The Farnborough Air Show does not attract many IT suppliers, but HP is one exception. The company is using the air show to raise its profile among airlines and aerospace manufacturers.
In an interview with Computer Weekly, Art Prangley, director for aerospace industry enterprise business, said HP is already working with most of the companies displaying at the show.
HP's clients include major airlines such as BA, Virgin and Lufthansa. It has worked with aerospace manufacturers including Finmeccanica, Rolls Royce, Boeing, EADS, Lockheed Martin, BAE Systems.
"We provide the foundation of IT they run on. In some cases we run their SAP environments, we run their engineering environment. In some cases they have outsourced to us. We supply all the IT building blocks," said Prangley.
In other cases, HP has joined forces with aerospace manufacturers to bid for projects in areas ranging from homeland security to cybersecurity.

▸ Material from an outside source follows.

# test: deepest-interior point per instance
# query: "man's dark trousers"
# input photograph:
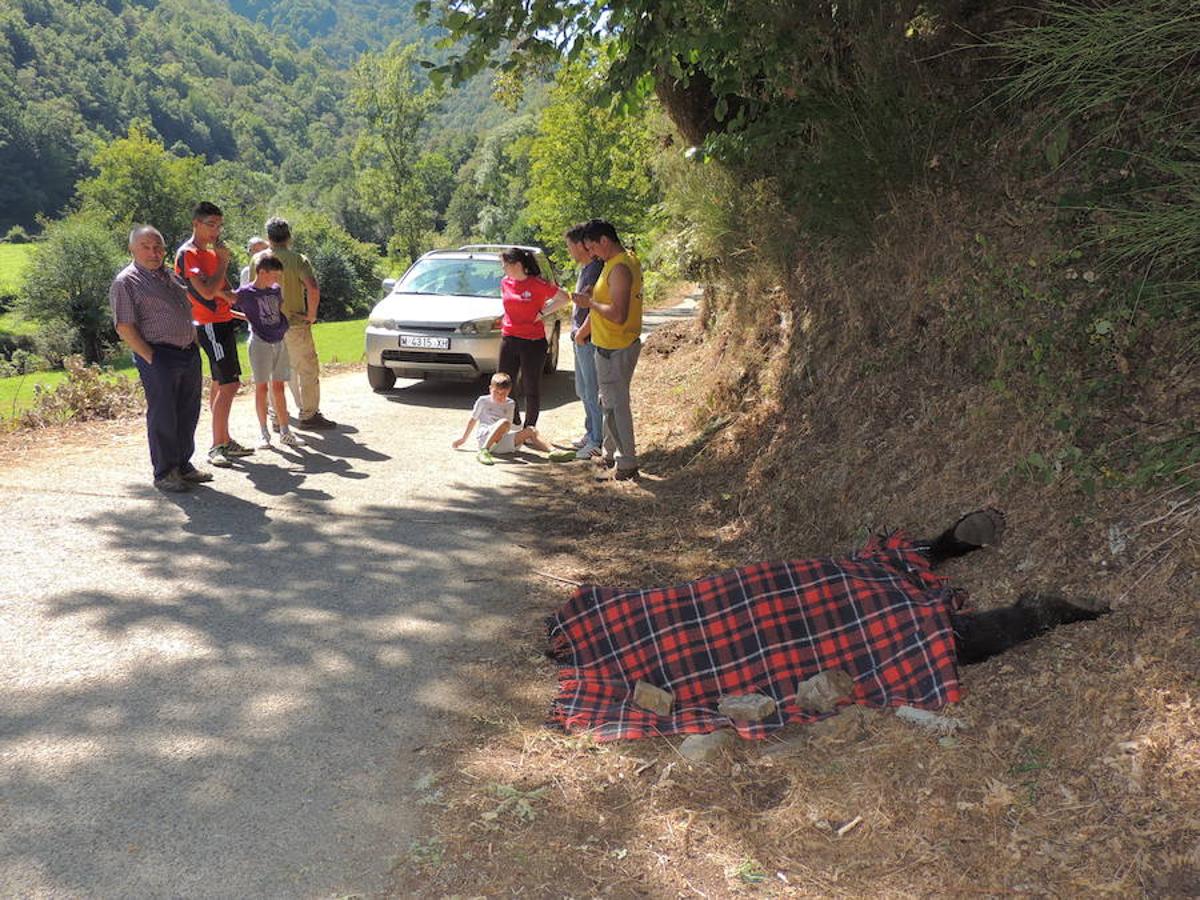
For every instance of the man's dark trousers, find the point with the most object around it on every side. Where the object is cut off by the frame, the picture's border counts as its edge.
(173, 406)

HP believes that aside from its expertise in IT and consulting, it can help aerospace companies, which often lack the global reach of HP, to expand into new markets.
"We are able to bring together our country presence, because we have such a global reach, with their companies' capabilities. They have the ability to be prime contractors on top class complex contracts. But very much the content of what we do is IT," he said.

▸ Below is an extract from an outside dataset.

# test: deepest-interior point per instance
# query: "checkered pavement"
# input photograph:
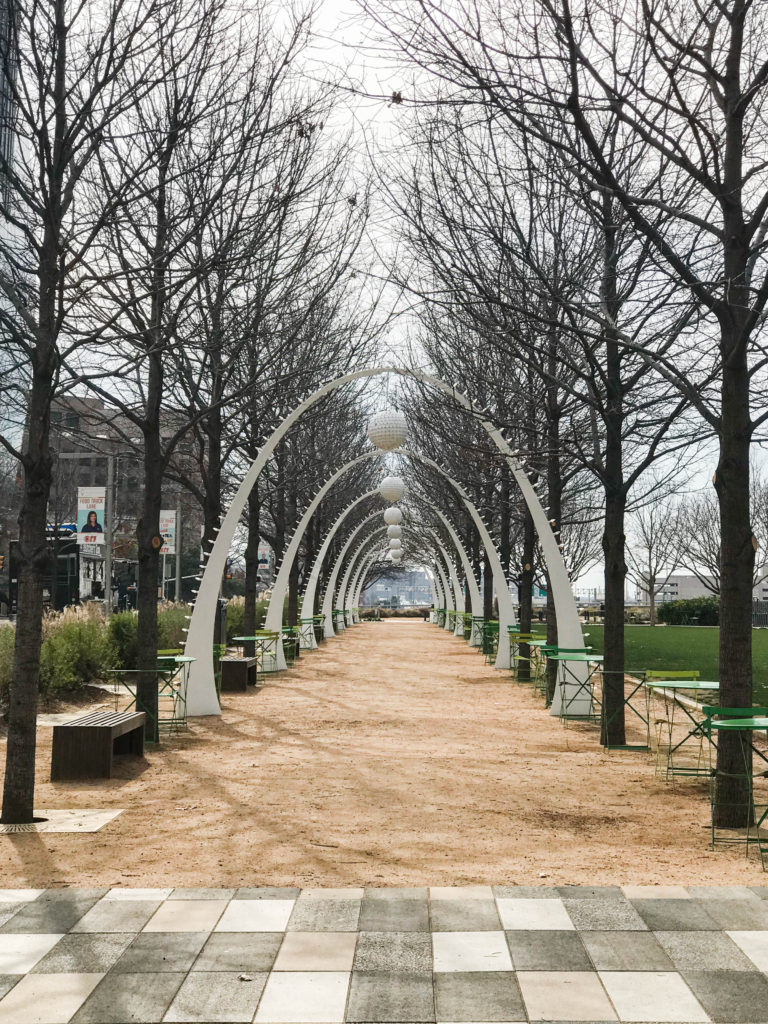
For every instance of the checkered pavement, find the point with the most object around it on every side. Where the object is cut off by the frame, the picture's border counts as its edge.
(477, 953)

HP does everything from "stamping out a new plant" and running and implementing IT systems for aerospace companies as they expand. "We have done that a couple of times in Asia Pacific," said Prangley.
The company is also looking to deliver high-performance computing power to aerospace companies to help them model composite materials and aircraft designs.

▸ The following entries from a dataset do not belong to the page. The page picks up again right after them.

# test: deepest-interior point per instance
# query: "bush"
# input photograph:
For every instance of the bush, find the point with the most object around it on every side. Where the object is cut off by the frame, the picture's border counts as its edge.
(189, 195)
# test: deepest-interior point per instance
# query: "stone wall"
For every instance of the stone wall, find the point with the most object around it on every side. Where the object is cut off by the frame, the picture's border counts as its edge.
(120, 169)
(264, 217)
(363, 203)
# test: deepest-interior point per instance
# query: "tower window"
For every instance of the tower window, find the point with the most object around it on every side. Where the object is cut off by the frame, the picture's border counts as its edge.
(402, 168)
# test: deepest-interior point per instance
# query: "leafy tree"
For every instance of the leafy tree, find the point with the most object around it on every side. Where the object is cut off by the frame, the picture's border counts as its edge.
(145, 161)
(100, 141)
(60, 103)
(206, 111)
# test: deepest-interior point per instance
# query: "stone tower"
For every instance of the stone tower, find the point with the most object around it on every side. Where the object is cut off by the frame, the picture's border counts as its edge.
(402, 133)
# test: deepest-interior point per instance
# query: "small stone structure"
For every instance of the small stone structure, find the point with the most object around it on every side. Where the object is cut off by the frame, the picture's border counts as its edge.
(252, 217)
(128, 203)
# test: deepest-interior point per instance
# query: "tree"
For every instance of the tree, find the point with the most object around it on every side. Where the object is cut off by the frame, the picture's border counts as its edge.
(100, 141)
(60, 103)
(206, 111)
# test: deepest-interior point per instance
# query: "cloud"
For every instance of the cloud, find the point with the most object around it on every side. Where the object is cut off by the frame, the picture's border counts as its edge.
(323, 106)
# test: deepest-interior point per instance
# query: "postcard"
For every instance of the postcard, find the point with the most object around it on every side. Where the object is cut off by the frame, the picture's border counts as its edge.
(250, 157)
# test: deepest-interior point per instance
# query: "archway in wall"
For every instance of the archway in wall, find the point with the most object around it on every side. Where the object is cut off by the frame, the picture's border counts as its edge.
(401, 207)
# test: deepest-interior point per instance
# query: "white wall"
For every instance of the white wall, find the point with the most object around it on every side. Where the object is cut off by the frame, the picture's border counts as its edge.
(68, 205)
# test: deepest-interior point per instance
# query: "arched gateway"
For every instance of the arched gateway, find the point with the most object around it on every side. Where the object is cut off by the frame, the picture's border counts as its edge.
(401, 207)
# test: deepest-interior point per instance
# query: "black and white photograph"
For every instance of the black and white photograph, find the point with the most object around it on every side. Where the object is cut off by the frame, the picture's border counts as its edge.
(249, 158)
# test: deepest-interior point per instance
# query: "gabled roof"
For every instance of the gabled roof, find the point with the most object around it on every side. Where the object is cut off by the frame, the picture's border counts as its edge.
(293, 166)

Last year, for example, HP supplied a high performance datacentre "in a pod" to a major European aerospace company. "They ran out of capacity in their datacentre. And this was a very flexible way of getting them an extra datacentre. We brought it in, we managed it and connected the power supply."
Under the contract, the aerospace company only pays for the computing power it uses, so if the datacentre stands idle, there is no cost to the customer.
The datacentre means that the manufacturer now has the computing power it needs on tap, eliminating the need for engineers to annually update the company's processing power. HP expects to fit a second pod this year to increase the company's capacity further.
HP sees big opportunities for IT work as the airline industry continues its trend to merge and consolidate.
The company was won systems integration deals in the past, for example when American bought TWA six years ago. It expects a number in the near future.
John McGovern, business development officer for transportation and logistics at HP, said the company has supplied flight reservation systems, flight planning systems and departure control systems for airlines including Swiss, American, Virgin Atlantic, Flybe, and BA.
"One of the big trends is the consolidation of these airlines. You have to get them to integrate pretty quick. Getting them to work off a common platform makes that a lot easier," he said.
As airlines merge, they will need to ensure that customer service is consistent across all of their brands, said McGovern.
For example, control systems need to capture frequent flyer numbers, and the airline systems should make sure passengers are offered the right seat upgrades.
HP was coy about disclosing how many of its staff work in aviation, and was reluctant to disclose what proportion of its turnover comes from the industry.
But Prangley was adamant that it is vital for HP to have a presence at the air show. "It's important that we are here. It's important that we understand what drives the issues," he said.